Writing Metrics Statistics

Writing Metrics give an overall view of how much a Character contributes to the story. They can also give an idea of the rhythm and pace of a Character’s speech pattern.

For descriptions of Lines by Type, Gender Overview, and General Stats, see the Lines by Type, Gender Overview and General Statistics Article.

Definition of Terms: some of the components of the Writing Metrics section are used across the industry, and some are specific to WriterDuet. All statistics in this section are averages based on lines of Dialogue spoken by Characters.

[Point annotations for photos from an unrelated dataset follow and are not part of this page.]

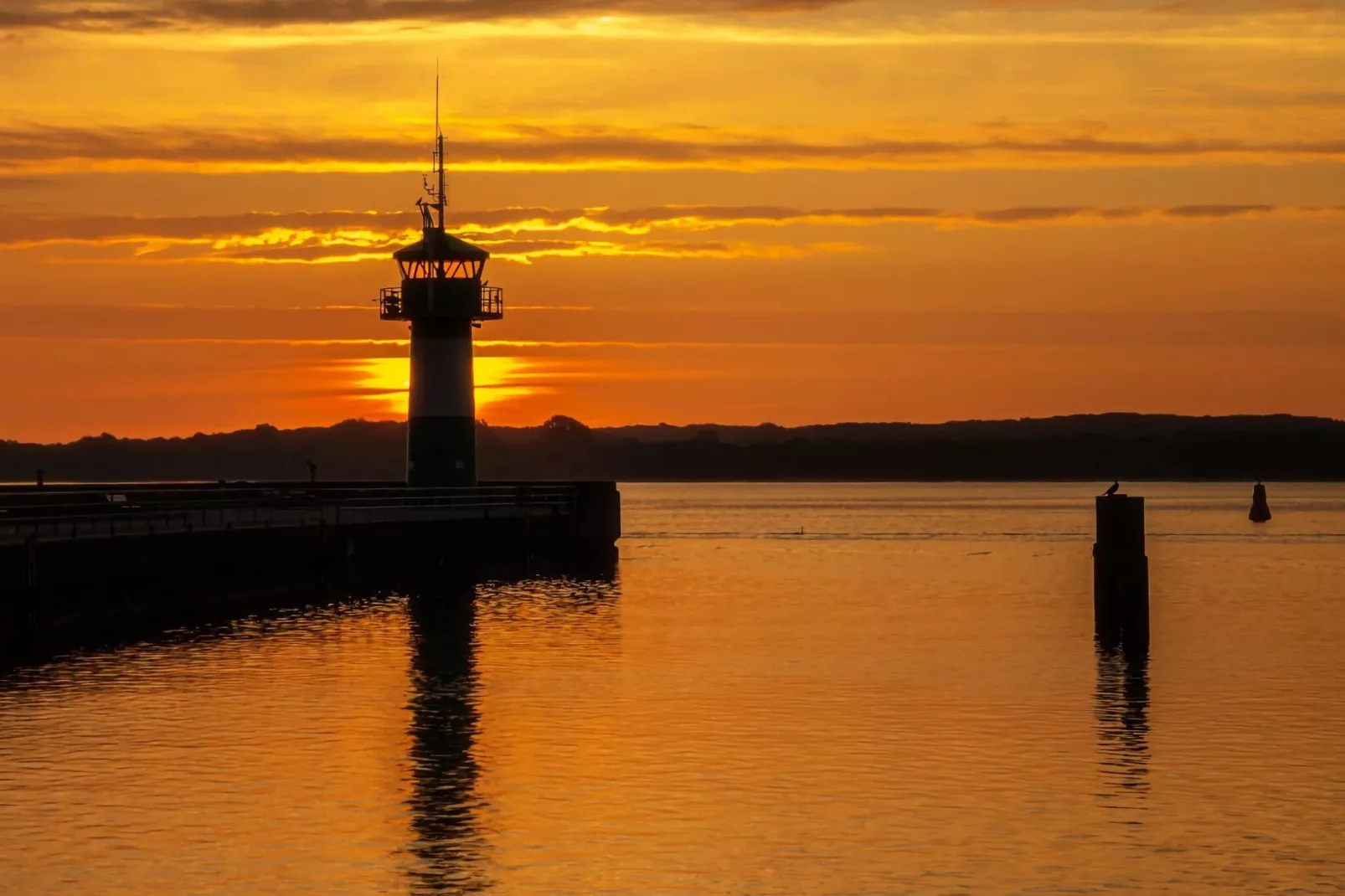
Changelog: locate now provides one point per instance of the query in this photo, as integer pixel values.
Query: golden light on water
(386, 381)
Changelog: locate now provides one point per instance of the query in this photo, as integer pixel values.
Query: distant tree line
(1096, 447)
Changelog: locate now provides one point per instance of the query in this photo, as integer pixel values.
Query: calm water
(785, 689)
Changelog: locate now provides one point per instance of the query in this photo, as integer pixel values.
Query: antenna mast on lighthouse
(443, 297)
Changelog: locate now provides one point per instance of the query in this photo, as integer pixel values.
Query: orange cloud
(48, 148)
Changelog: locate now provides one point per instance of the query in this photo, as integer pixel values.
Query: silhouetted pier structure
(1121, 572)
(58, 543)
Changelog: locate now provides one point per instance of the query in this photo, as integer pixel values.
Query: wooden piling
(1121, 572)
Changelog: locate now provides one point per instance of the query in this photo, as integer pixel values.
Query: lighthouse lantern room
(443, 297)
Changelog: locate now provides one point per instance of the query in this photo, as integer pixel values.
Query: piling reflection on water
(1121, 708)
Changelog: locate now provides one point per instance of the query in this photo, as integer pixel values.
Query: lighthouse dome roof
(440, 246)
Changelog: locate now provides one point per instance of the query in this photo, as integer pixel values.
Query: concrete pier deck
(73, 549)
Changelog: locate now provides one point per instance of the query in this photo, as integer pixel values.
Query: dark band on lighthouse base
(441, 425)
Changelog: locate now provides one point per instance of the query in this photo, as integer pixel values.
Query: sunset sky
(736, 212)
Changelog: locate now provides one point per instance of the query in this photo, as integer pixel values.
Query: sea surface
(781, 689)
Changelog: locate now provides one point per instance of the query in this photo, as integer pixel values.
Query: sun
(388, 381)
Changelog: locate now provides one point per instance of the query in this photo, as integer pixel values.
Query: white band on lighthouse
(441, 383)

  • Action – the number Action lines in your script will appear above the list of each character’s name and number of Dialogue lines. This helps you compare the amount of Action lines to the amount of Dialogue in your script. While there is no industry standard for the ratio between Action lines and Character lines, this statistic can be helpful for a writer to better understand their style of writing.
  • Lines – the number of Dialogue lines spoken by a character. Each character’s name is listed next to their number. A line is defined by a continuous section of dialogue for a specified character. A Parenthetical will not interrupt a line, but a change in line type will.
  • WPL - average Words per Line
  • SPW – average Syllables Per Word. This helps to see the complexity of the language used by each character.
  • LPW – average Letters per Word.
  • WPS – average Words per Sentence.
  • ?s - The percentage of the character's lines that are questions.
  • Complexity – Based on Flesch Kincaid reading ease model. The Flesch Kincaid reading formula calculates the reading level of any text by using a specific mathematical formula. These calculations use the average sentence length and average number of syllables per word to determine readability ease. Since the reading and speaking complexity is vastly different for most people, WriterDuet has altered the formula to be geared toward speaking complexity. This can help a writer work on each character’s unique speaking style and complexity. For example, you would expect a Child character’s Dialogue to have a lower complexity percentage than a Doctor character’s.
  • Gender - The gender of the character. This can be designated here if incorrect or not yet specified.
  • (Collaborator's name) - This column shows the % of that character's lines that were written by this collaborator.

Run Statistics Report: Reports > Script Statistics – statistics will be calculated for the portion of the script currently being viewed. For example, if a scene card is checked so that only that part of the script is active, the Statistics will only be calculated for this section. Statistics can also be viewed for any Report that is active, or be applied to the entire script.